Estimado suscriptor:
Me vuelve a tocar saludar por carta a los suscriptores de CTXT en plena Semana Santa. Buenas. Por algún motivo -y hasta ahora nadie me ha llamado la atención, así que sigo haciéndolo- estas cartas a los suscriptores, al contrario que mis columnas en abierto, me sale escribirlas desde el más profundo chandalismo, como si lo hiciese en el grupo de whatsapp de mis amigos: en modo relajado, tumbado en el sofá y, de vez en cuando, contando algo de mi vida. Y a eso vengo.
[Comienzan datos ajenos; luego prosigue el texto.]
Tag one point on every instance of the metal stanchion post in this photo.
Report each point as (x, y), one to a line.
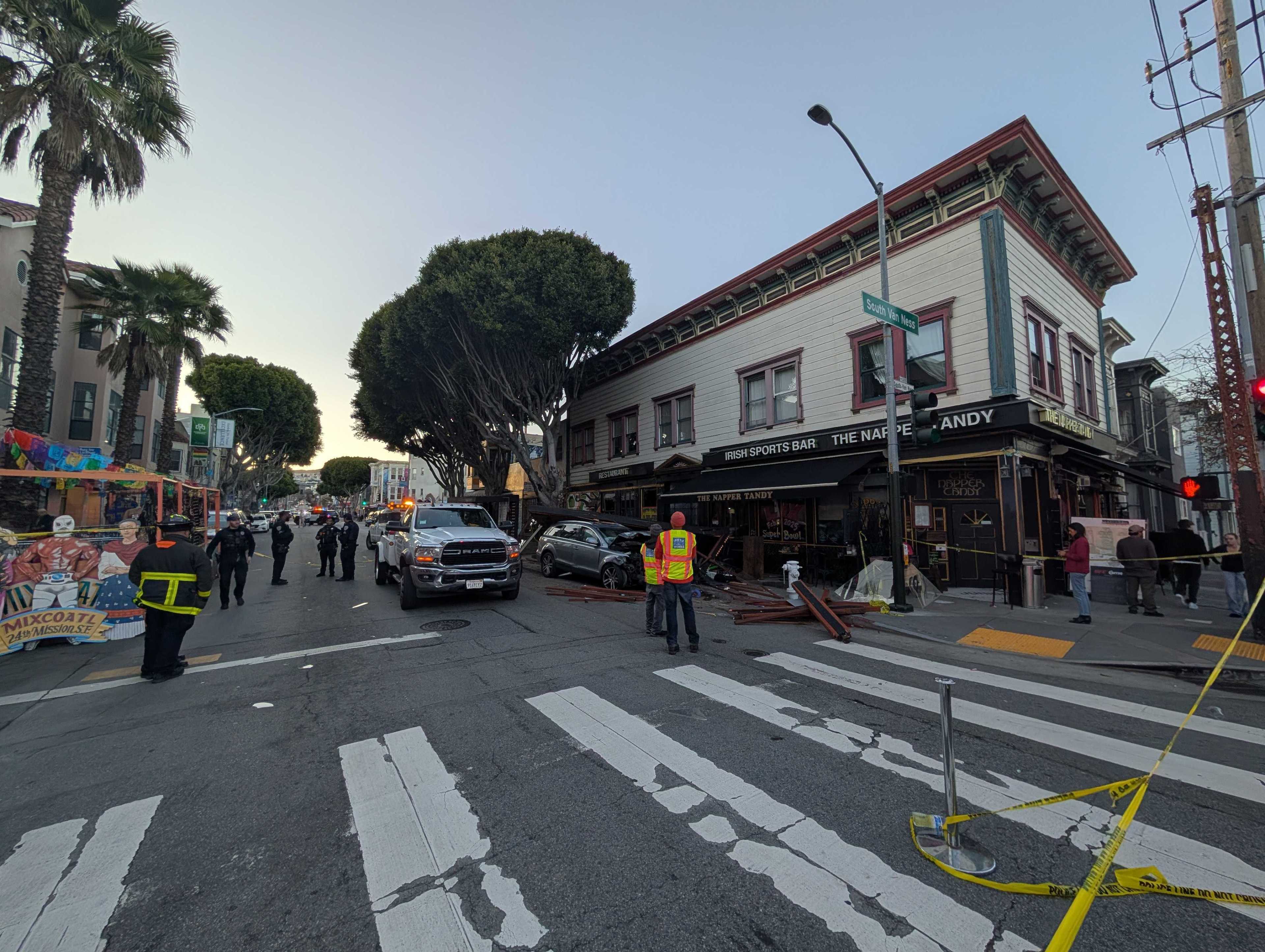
(952, 848)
La Semana Santa, para uno que vive en Sevilla siendo plenamente ateo y conteniendo trazas de antisocial, es algo parecido a vivir en el edificio de al lado del Camp Nou siendo madridista en plena era Messi. Esta semana del año, al contrario que la Navidad (no soy anti nada), me deprime. Este año, cansado de que me pase lo mismo cada nuevo Domingo de Ramos, he decidido entrar de lleno en la investigación de adivinar el porqué. De momento tiro de hilos que salen de pequeñas pistas.
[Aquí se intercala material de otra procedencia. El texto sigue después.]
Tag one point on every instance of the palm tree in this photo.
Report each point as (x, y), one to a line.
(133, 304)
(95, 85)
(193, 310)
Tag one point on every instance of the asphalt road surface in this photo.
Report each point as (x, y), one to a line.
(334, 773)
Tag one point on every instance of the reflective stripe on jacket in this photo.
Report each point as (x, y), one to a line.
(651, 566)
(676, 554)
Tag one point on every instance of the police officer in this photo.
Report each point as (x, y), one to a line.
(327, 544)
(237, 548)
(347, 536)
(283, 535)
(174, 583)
Tras escapar el domingo pasado del centro de la ciudad entre la multitud cofrade como Stallone escapaba en Evasión o Victoria, me vine al barrio de mis padres, desde donde escribo escuchando de fondo en la tele a los legionarios cantándole “el novio de la muerte” a una virgen de Málaga. Paseando la otra mañana con mi perro por la zona donde crecí y creyéndome libre de procesiones, me crucé con una iglesia que, al parecer, siempre había estado ahí. Aquel templo se llevaba camuflando a mi paso desde aproximadamente el año 90, que fue cuando nos vinimos a vivir por aquí. Esta vez la detecté. Ajá, dije, una iglesia. La pista me la dieron los centenares (creo que en realidad eran miles, pero quise pensar en centenares para controlar la ansiedad a las muchedumbres enchaquetadas) que esperaban a la puerta la salida de una virgen del barrio, con su Cristo, sus capirotes, sus tambores y trompetas acompañando. En un intento por hacer un Errejón y volverme transversal rodeado de mis vecinos, decidí que, ya que estaba allí, me quedaba a ver la salida y, ya de paso, observar aquella bonita iglesia centenaria que acababa de florecer en mi antiguo barrio con la primavera.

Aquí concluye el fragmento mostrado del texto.